Pernyataan seharusnya laki-laki menjadi pemimpin mutlak di segala lini atas perempuan bagi sebagian kalangan memiliki dasar dalil firman Allah dalam Al-Qur'an surat an-Nisa ayat 34.
ar-Rijalu qawwamuna 'alan-nisa, bagi mereka menjadi sebuah spirit keyakinan dominasi otoritas laki-laki atas perempuan dalam kehidupan ini.
Memang, kalangan pemikir tradisionalis mayoritas menganggap ayat tersebut berbicara tentang superioritas laki-laki atas perempuan dengan menempatkan pihak pertama sebagai pemimpin dan pihak kedua sebagai yang dipimpin.

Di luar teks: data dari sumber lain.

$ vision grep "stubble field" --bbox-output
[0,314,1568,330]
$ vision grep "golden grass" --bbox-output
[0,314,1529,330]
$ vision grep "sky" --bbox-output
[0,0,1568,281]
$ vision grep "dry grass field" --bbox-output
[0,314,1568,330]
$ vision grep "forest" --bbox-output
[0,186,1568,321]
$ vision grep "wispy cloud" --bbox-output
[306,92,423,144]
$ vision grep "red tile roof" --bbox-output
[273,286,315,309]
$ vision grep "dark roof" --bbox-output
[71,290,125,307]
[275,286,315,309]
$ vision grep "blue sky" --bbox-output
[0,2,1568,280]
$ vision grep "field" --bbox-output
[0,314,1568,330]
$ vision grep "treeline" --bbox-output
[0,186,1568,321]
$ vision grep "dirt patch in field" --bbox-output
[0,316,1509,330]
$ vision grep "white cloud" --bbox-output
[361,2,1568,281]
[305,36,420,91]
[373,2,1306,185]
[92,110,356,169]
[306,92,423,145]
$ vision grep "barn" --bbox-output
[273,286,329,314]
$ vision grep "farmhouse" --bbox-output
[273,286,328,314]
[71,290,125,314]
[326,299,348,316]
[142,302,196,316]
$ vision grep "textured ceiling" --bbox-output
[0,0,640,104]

Sebagaimana redaksional ayat tersebut menunjukan hal demikian. Kata kuncinya pada lafadz "qawwamun" yang banyak diartikan sebagai pemimpin, "bima fadhdhalallah ba'adhaum 'ala ba'dhin" sebagai alasan anugerah kelebihan satu atas yang lainnya dan "wabima anfaqu min amwalihim" sebagai alasan sosio-ekonomis.

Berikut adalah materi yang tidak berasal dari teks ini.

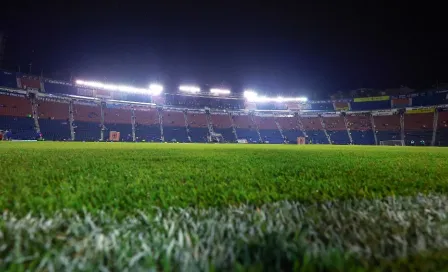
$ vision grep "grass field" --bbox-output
[0,142,448,271]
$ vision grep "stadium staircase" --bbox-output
[131,107,136,142]
[400,112,406,141]
[100,102,106,141]
[431,109,439,146]
[319,115,331,144]
[68,100,75,141]
[342,113,353,144]
[205,110,215,135]
[370,114,378,145]
[229,112,238,140]
[30,94,40,135]
[294,114,308,138]
[157,108,165,142]
[273,114,286,143]
[183,110,191,143]
[249,113,263,143]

Namun, kalangan pemikir rasionalis mengkritik habis-habisan pemikiran ini, dan menganggapnya sebagai biang keladi dari munculnya ketidakadilan dan diskriminasi gender.

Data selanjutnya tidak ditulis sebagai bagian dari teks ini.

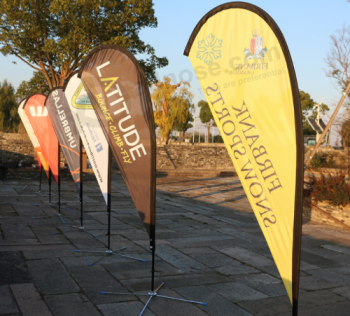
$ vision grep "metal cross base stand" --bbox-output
[74,247,146,266]
[101,282,207,316]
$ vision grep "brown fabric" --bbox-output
[79,45,156,247]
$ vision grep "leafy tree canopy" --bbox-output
[339,119,350,147]
[299,90,329,135]
[0,0,168,89]
[198,100,215,126]
[0,80,20,132]
[152,77,194,142]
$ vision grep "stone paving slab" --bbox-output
[0,285,19,315]
[0,175,350,316]
[28,258,79,294]
[11,283,52,316]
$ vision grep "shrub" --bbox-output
[309,172,350,207]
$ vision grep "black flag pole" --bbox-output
[100,205,206,316]
[74,146,146,266]
[57,143,66,224]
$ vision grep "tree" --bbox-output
[16,71,50,99]
[169,84,194,140]
[304,25,350,168]
[198,100,216,143]
[325,25,350,97]
[0,80,20,132]
[299,90,329,135]
[152,77,193,143]
[0,0,168,89]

Bagi kalangan rasionalis, suatu ayat tidak harus dipahami secara normatif, melainkan dapat juga secara kontekstual. Dalam kasus ayat ini, tidaklah bersifat teologis, tetapi bersifat sosiologis.Â
Sehingga keunggulan laki-laki sebagaimana di utarakan ayat ini tidak bersifat teologis, melainkan fungsional. Baik laki-laki atau perempuan mempunyai keunggulannya masing-masing, dan itu tidak berarti satu melebihi yang lain.
Munculnya nada diskriminatif didasari oleh kenyataan faktual saat ayat ini turun, dimana budaya patriarki masih mengakar kuat. Sehingga ketika budaya itu bergerser ke arah egaliter, maka pemahaman demikian harus digugat, direkonstruksi dan dilakukan pembacaan ulang.
Pemahaman secara kontekstual berhubungan erat dengan asbabun nuzul ayat ini. Turun berdasarkan latar peristiwa Sa'ad bin Rabi' yang memukul istrinya, Habibah, karena melakukan nusyuz. Lalu Nabi menganjurkan pada Habibah agar membalasnya.
Namun, keputusan Nabi mendapat tentangan dari para sahabat karena menyelisihi kebiasaan umum masyarakat arab yang menganggap pemukulan terhadap istri sebagai hal lumrah.
Perbedaan pendapat antara Nabi dengan para sahabat adalah perbedaan antara konsepsi idealitas Islam yang diwakili Nabi dengan konsepsional realitas masyarakat yang diwakili para sahabat.